Swallow the air by Tara June Winch


cover image Louis Braille Audio, 2006. 3 CDs

Age 14+ Tara June Winch's narration of her novel leaves the listener breathless with the beauty of her lyrical language as she describes the sea and the land with loving detail. Her voice gains a lilting quality and gives the prose a poetic feeling that is wonderful to listen to. This is such a contrast to the almost matter-of-fact voice that she uses to recount the huge and often disturbing themes that the book explores: drug and alcohol abuse, domestic violence, single parents and searching for identity.

This is the story of fifteen year old May who, with her brother Billy, goes to live with Aunty when their mother dies. They both are searching for their place in the world and find it increasingly difficult to live with Aunty and her abusive partner. When Billy disappears after a violent episode, May decides to find her father and trace her aboriginal identity. Her journey takes her to the Northern Territory and the outback and through the people she meets, she discovers what family means and where she belongs.

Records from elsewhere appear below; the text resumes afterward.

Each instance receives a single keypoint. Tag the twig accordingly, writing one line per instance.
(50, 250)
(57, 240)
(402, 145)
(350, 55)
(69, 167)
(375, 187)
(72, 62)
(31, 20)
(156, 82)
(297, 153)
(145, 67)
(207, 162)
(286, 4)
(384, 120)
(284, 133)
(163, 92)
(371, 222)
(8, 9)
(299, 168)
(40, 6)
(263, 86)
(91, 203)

Listeners will gain an understanding of what it is like to be a young girl straddling two worlds, with a 'head-sick' Aboriginal mother and a white father who has abandoned her. We all need acceptance and family and this reading will help its listeners recognise those who love us and whom we love.

The author, of Wiradjuri, Afghan and English heritage, is the 2004 Winner of the David Unaipon Award for Indigenous Writers. This quality audio production could be listened to as a series of inter-linked short stories or as a whole and would be a very valuable addition to texts looking at adolescents coming of age and Aboriginal experience. Highly recommended.